The racial issue between treaties and portraits: laws and implementations “just for show”
DOI:
https://doi.org/10.5212/PraxEduc.v.17.19373.045Abstract
In this work, a discussion on the Brazilian legislation that promulgates laws of “treaties” (agreements) is made. Considering the struggles of the Afro-descendant peoples, this legislation was not operationalized, leaving only in the “portrait” (appearances) to meet the political and economic interests of the Brazilian elite with/in their international relations.
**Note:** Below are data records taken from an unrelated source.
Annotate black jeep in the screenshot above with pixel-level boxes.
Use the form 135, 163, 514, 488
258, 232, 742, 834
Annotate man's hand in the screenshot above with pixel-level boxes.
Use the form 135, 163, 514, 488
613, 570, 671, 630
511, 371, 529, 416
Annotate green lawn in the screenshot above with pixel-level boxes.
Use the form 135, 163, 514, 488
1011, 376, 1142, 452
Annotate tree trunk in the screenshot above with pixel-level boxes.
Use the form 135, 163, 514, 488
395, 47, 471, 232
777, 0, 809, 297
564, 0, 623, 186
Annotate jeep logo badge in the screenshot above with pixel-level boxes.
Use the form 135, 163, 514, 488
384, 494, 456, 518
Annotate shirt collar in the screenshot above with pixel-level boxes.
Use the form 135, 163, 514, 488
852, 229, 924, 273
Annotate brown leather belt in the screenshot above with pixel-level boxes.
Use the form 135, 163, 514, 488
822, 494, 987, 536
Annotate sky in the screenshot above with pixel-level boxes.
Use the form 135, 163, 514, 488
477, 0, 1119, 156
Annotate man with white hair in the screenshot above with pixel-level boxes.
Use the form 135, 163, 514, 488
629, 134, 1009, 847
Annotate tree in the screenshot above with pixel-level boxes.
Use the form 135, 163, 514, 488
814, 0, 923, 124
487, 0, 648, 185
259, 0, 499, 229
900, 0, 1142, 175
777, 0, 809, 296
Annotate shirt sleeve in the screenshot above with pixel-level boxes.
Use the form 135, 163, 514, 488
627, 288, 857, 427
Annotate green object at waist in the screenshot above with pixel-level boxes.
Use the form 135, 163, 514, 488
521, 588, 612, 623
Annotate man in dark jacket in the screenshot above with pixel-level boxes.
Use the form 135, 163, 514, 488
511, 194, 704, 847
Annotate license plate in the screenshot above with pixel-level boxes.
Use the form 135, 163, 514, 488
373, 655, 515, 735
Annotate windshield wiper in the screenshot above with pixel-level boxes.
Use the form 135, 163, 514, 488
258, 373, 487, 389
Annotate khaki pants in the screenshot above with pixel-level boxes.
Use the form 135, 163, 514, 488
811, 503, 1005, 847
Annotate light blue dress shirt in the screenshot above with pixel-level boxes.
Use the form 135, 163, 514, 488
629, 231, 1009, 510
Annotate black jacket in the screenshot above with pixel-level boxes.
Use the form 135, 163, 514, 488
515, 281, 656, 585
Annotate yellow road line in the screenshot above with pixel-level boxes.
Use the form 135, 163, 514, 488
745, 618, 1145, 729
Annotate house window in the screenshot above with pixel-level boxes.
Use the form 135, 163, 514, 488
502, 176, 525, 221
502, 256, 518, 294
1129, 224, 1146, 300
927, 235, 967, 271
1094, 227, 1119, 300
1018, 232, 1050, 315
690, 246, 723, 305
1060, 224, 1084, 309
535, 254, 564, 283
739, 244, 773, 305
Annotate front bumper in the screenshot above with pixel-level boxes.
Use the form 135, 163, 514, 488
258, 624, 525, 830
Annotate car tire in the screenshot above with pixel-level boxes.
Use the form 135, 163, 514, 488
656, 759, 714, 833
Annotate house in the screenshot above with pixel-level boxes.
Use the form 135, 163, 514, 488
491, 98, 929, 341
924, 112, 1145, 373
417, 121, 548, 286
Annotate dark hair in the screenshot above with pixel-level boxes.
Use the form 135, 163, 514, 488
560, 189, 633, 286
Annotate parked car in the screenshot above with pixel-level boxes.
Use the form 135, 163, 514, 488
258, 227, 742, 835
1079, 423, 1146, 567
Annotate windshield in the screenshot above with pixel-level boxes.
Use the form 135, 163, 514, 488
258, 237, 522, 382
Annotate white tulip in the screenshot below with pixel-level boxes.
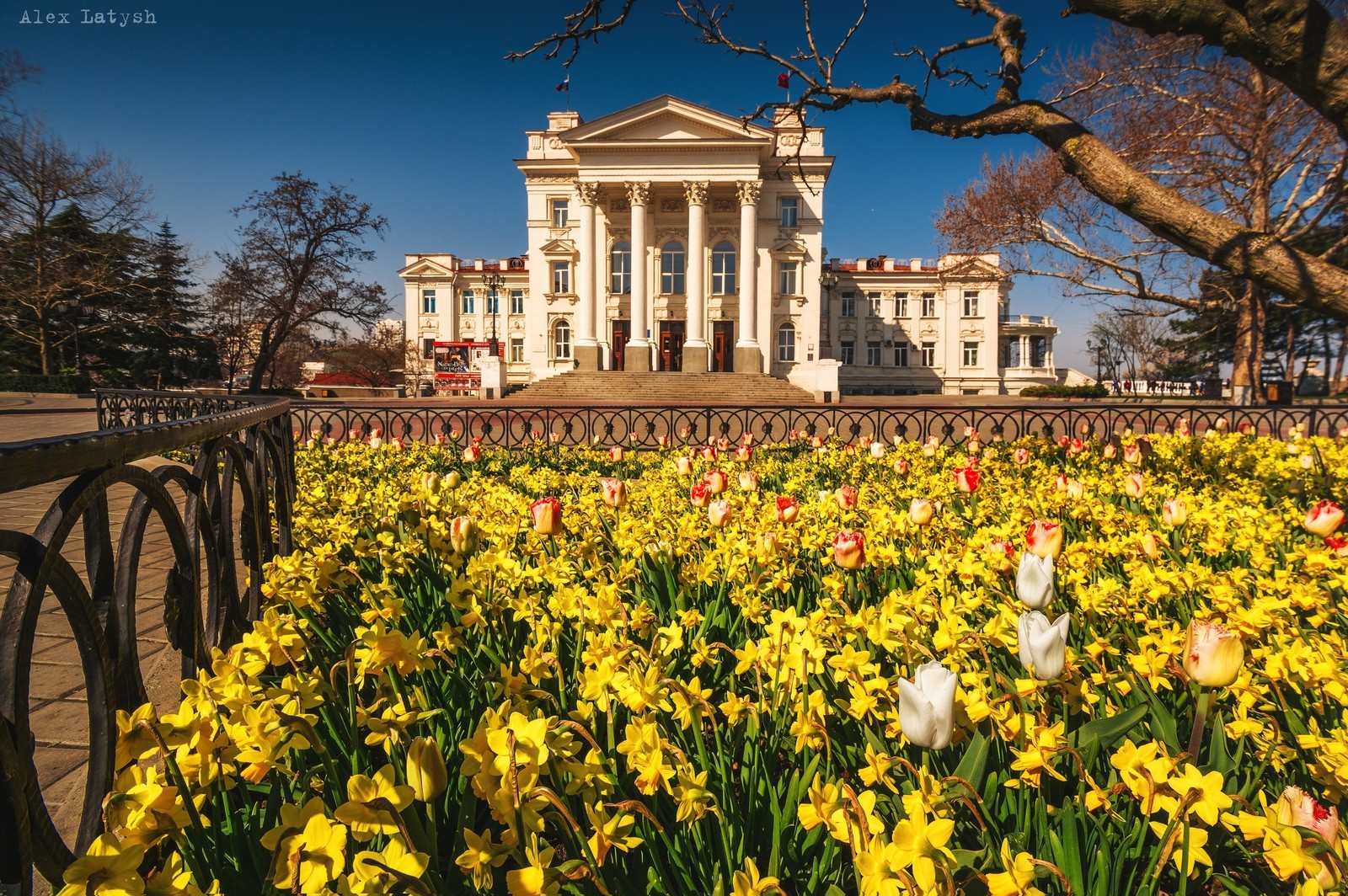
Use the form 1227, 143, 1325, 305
899, 660, 957, 749
1015, 551, 1056, 611
1016, 611, 1072, 682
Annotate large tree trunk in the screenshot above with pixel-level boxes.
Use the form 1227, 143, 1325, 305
1231, 283, 1269, 406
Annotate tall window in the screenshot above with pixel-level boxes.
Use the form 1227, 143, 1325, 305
553, 200, 571, 227
777, 321, 795, 364
608, 240, 632, 295
553, 261, 571, 292
553, 319, 571, 361
712, 243, 736, 295
661, 240, 685, 295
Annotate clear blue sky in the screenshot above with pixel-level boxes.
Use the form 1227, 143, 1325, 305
8, 0, 1103, 371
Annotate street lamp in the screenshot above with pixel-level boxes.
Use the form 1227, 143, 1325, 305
483, 272, 506, 357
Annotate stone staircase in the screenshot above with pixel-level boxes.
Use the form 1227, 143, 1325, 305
510, 371, 814, 406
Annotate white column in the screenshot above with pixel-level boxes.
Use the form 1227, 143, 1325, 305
735, 180, 763, 347
627, 180, 651, 349
683, 180, 708, 350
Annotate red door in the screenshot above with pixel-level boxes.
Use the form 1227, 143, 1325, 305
712, 321, 735, 373
659, 321, 685, 371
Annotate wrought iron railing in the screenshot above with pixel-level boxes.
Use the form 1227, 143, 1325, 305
292, 396, 1348, 447
0, 392, 294, 893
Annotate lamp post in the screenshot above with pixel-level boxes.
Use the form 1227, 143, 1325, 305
483, 272, 506, 359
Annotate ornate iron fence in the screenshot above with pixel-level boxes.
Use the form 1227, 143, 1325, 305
0, 392, 294, 893
292, 402, 1348, 447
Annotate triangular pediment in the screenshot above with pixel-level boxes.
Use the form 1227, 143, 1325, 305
562, 96, 773, 146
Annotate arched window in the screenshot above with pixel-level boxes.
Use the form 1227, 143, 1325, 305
712, 241, 735, 295
553, 319, 571, 361
777, 321, 795, 362
608, 240, 632, 295
661, 240, 685, 295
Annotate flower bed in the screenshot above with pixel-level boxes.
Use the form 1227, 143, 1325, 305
71, 423, 1348, 896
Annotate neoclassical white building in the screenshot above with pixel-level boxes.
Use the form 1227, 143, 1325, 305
399, 96, 1056, 393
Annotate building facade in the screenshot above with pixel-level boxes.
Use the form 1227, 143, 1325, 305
399, 96, 1056, 393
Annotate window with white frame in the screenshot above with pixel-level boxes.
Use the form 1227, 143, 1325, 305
553, 318, 571, 361
712, 241, 736, 295
553, 261, 571, 292
661, 240, 686, 295
777, 321, 795, 364
608, 240, 632, 295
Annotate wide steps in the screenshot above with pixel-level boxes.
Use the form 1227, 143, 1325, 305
510, 371, 814, 406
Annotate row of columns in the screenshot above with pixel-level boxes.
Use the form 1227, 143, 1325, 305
575, 180, 763, 371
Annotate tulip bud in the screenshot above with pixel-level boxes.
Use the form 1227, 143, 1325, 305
833, 530, 865, 570
528, 497, 562, 535
899, 660, 959, 749
407, 737, 449, 803
1015, 551, 1056, 611
1184, 621, 1245, 687
1016, 611, 1072, 682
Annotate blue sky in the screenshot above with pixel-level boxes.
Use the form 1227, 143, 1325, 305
0, 0, 1101, 369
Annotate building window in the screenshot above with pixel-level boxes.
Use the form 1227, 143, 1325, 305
553, 321, 571, 361
777, 321, 795, 364
553, 200, 571, 227
661, 240, 683, 295
712, 243, 736, 295
553, 261, 571, 292
608, 240, 632, 295
964, 290, 979, 318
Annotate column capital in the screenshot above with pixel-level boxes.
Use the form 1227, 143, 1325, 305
627, 180, 651, 205
735, 180, 763, 205
575, 180, 598, 205
683, 180, 712, 205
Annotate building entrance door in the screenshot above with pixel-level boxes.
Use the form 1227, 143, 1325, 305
613, 321, 632, 371
659, 321, 686, 371
712, 321, 735, 373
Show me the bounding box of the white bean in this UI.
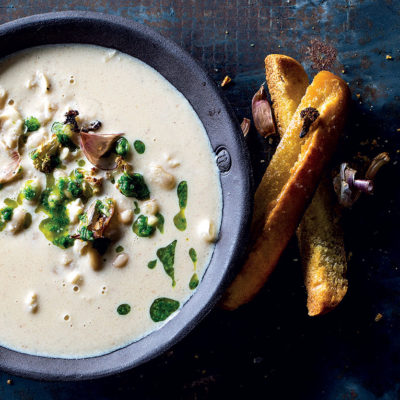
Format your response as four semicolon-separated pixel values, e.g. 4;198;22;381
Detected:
198;219;217;242
86;247;102;271
25;292;39;314
113;253;129;268
149;164;176;190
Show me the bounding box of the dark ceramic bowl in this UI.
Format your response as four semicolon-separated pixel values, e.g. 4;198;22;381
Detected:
0;12;253;380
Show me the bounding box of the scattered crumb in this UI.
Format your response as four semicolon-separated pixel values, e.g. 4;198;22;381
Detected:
305;39;337;71
375;313;383;322
221;75;232;87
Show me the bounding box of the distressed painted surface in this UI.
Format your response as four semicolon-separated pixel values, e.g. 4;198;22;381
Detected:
0;0;400;400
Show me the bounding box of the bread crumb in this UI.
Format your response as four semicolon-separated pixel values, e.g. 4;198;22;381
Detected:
375;313;383;322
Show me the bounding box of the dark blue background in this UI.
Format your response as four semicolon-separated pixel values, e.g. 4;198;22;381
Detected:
0;0;400;400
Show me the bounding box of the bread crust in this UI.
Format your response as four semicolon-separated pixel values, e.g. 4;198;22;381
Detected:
297;175;348;316
265;54;348;316
222;71;350;310
265;54;309;137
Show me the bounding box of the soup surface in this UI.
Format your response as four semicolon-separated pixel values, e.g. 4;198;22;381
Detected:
0;45;221;358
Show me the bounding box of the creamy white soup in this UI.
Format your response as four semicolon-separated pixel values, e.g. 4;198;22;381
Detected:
0;45;222;358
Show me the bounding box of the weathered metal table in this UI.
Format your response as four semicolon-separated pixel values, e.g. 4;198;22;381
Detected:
0;0;400;400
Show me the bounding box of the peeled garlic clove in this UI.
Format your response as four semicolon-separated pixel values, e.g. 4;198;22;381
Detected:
79;131;124;170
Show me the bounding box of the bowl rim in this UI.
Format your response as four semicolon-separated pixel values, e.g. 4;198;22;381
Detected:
0;11;253;381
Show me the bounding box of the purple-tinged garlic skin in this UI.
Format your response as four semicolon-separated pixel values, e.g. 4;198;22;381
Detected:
333;153;390;208
240;118;251;137
251;86;276;138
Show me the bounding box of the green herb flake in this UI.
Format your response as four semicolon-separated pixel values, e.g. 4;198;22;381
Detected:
115;246;124;253
23;213;32;229
156;213;165;233
133;140;146;154
132;215;155;237
174;181;188;231
0;207;13;222
115;137;130;157
117;173;150;200
157;240;177;287
24;117;40;132
150;297;179;322
189;273;199;290
117;303;131;315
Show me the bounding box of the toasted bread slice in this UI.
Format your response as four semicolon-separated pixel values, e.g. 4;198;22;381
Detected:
297;175;348;316
265;54;309;137
265;54;348;316
222;71;350;310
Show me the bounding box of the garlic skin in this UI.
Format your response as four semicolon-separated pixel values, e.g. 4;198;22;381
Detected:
251;86;276;138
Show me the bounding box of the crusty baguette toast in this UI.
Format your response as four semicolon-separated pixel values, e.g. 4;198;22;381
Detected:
297;175;348;316
222;71;350;310
265;54;309;137
265;54;348;316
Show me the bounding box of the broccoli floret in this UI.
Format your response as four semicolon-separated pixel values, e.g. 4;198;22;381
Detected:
132;215;155;237
21;180;40;201
0;207;13;221
67;181;83;198
51;122;76;150
115;138;130;157
53;235;74;249
30;135;61;174
78;226;94;242
117;172;150;200
24;117;40;132
96;199;114;217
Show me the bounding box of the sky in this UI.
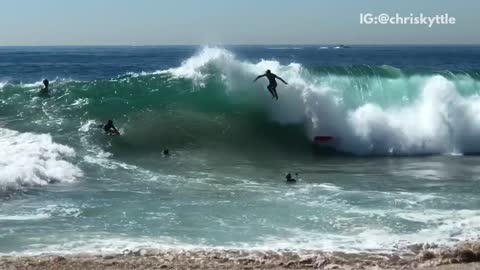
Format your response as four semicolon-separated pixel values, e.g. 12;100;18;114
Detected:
0;0;480;46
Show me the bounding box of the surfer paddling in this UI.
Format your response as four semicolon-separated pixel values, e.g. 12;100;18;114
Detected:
253;70;288;100
40;79;50;95
103;120;120;136
285;173;298;183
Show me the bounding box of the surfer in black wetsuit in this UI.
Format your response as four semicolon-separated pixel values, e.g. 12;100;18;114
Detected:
254;70;288;100
285;173;298;183
40;79;50;95
103;120;120;136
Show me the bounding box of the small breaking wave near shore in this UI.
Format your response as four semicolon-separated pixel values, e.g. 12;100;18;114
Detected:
0;128;83;191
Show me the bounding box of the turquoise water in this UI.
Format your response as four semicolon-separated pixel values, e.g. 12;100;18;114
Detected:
0;47;480;254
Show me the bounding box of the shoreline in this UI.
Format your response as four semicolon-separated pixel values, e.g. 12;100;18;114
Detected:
0;242;480;270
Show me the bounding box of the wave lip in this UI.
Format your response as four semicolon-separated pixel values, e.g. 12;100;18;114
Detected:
0;128;83;191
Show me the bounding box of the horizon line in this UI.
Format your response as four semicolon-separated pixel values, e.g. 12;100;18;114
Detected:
0;43;480;48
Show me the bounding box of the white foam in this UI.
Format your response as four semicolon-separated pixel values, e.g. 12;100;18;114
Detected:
160;48;480;155
0;128;83;190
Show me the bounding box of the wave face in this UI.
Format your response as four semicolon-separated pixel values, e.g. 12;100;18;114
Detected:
0;48;480;155
0;47;480;255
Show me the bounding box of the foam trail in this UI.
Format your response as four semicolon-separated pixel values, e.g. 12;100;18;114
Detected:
162;48;480;155
0;128;83;190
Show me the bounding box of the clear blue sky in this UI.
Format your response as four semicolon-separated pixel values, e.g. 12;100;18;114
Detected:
0;0;480;46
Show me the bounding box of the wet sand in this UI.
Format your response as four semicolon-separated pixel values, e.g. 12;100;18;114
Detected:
0;242;480;270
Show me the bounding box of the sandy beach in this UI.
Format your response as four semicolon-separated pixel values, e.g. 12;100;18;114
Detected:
0;242;480;270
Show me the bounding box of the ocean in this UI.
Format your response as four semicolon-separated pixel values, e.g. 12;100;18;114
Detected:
0;46;480;255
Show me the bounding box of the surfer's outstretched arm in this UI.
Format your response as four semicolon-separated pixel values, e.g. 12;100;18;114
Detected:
275;75;288;84
253;74;265;82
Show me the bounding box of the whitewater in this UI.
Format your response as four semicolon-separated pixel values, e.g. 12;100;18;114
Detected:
0;46;480;255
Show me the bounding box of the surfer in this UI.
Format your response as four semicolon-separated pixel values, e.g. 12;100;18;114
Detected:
285;173;298;183
254;70;288;100
40;79;50;95
103;120;120;136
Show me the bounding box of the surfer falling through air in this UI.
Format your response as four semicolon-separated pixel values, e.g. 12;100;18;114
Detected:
254;70;288;100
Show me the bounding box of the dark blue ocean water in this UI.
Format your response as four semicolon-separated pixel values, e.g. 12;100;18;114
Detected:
0;45;480;83
0;45;480;254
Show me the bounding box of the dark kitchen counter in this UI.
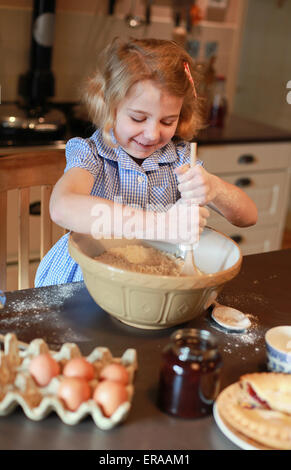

For this, this study is based on the following laws: Feijó - Law of November 7, 1831; Afonso Arino - Law no. 1,390, of July 3, 1951; Law Caú - Law no. 7,716, of January 5, 1989; 1988 Brazilian Federal Constitution; and Statute of Racial Equality - Law no. 12,288, of July 20, 2010, in dialogue with decolonial theorists to analyze the senses and uses of legal devices regarding racial issues in Brazil. It is argued that these laws exist “just for show” as formal devices of a system that legislates and, at the same time, jettisons the rights of groups such as Afro-descendants in the country. Therefore, there are implications for understanding the contradictions or complex processes of subalternizations of the Afro-descending Brazilian population in force.
Keywords: Laws. Racial issue. Decoloniality.